Le texte contraindra les États membres à garantir que les victimes d'une utilisation abusive des secrets d'affaires puissent défendre leurs droits et demander réparation devant les tribunaux. Le texte conclu prévoit également des règles sur la protection des informations confidentielles pendant le procès.
"Lutter contre l'espionnage économique et industriel, le pillage dont sont victimes nos entreprises européennes, protéger notre innovation et notre recherche, défendre notre compétitivité européenne, tels sont les principaux objectifs", a déclaré Constance Le Grip, rapporteuse du projet. Pour elle, ce texte "équilibré (...) protège à la fois le savoir-faire professionnel, le patrimoine immatériel des entreprises mais aussi les libertés fondamentales et l'exercice du métier de journaliste et des activités des lanceurs d'alertes".

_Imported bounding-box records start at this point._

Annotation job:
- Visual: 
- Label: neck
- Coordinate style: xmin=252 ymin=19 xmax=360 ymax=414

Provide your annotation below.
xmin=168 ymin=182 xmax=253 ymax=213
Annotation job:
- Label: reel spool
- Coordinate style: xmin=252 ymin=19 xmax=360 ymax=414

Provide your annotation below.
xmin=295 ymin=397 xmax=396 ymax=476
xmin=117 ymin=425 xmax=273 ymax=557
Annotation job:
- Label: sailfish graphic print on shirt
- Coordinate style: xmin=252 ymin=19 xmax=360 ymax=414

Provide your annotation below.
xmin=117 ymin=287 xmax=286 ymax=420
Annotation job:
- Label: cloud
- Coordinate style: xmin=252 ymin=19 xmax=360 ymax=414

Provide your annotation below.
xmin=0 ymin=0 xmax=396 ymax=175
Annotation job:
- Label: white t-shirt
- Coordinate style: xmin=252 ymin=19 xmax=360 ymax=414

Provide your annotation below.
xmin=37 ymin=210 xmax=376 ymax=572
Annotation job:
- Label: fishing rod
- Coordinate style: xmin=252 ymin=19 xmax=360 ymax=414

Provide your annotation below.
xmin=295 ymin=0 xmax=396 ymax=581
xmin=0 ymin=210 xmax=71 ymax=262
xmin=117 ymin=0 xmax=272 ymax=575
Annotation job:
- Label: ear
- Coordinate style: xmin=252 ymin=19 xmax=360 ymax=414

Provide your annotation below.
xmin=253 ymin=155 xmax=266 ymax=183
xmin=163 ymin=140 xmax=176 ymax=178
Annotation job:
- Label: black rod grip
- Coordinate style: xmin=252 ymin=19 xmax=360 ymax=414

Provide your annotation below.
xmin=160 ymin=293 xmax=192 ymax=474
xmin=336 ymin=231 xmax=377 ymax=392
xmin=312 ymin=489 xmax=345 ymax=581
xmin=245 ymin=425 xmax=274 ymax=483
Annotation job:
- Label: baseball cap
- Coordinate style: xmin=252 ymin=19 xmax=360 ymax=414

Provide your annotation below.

Tout au long des négociations, les députés disent avoir "insisté sur la nécessité de veiller à ce que la législation ne réduise pas la liberté et le pluralisme des médias, et ne restreigne pas le travail des journalistes, en particulier en ce qui concerne leurs enquêtes et la protection de leurs sources". Tant dans les considérants, (points 19 et 20) que dans le premier article qui définit l’objet de la directive, le 5e article qui énumère les dérogations, et l’article 11qui traite des conditions d’application et des mesures de sauvegarde, la liberté d’expression et les droits des lanceurs d’alerte sont mis en avant .
L’ancien journaliste Jean -Marie Cavada, porte-parole des libéraux de l'ADLE et rapporteur fictif, voit même dans le vote d’un texte où "nous avons veillé tout au long des négociations à imposer des garde-fous garantissant la protection de l’investigation journalistique" et qui est le premier texte législatif européen qui mentionne pour la première fois de manière explicite la protection des lanceurs d’alerte, la "première étape décisive ouvrant la voie à une directive sur la protection des lanceurs d'alerte".
La directive a, malgré toutes ces précautions, provoqué une levée de boucliers depuis 2015. Une quarantaine d’organisations européennes de la société civile, parmi lesquelles des syndicats comme la Confédération européenne des syndicats (CES), ou encore la Fédération Internationale des Journalistes (IFJ), Wikileaks, l’Association Européenne des Droits de l’Homme (AEDH), mais aussi des organisations de juristes et de magistrats, comme le Syndicat des avocats de France, ont lancé au printemps 2015 déjà un appel mettant en garde contre le projet de directive relative au secret des affaires.
Ce sont les eurodéputés Verts qui ont le plus fortement réclamé au moins le report du vote. "C'est un signal complètement erroné de la part de cette assemblée d'adopter dix jours après les révélations des 'Panama Papers' un texte qui de facto va rendre plus difficile la tâche des lanceurs d'alerte et des journaux", a déclaré Philippe Lamberts, coprésident du groupe Verts-ALE, selon qui la directive "fait porter la charge de la preuve sur les lanceurs d'alerte et pas sur les entreprises". D’autres orateurs ont évoqué l’ouverture prochaine du procès à Luxembourg contre le lanceur d'alertes français Antoine Deltour, qui est à l'origine des révélations "LuxLeaks" de novembre 2014.
L’eurodéputé luxembourgeois vert Claude Turmes juge dans un communiqué que "c’est un scandale que des conservateurs, des socialistes et des libéraux restreignent quelques jours seulement après la publication des Panama Papers les droits des lanceurs d’alertes et des journalistes." Le député estime que le texte voté rendra plus difficiles, à cause des incertitudes juridiques qui lui sont inhérentes, des révélations sur des illégalités et des fraudes. Il dénonce surtout l’obligation de prouver que leurs révélations relèvent de l’intérêt public. "Le journalisme d’investigation s’en trouve entravé et ce sera nettement plus facile pour les entreprises de procéder judiciairement contre des révélations", estime-t-il.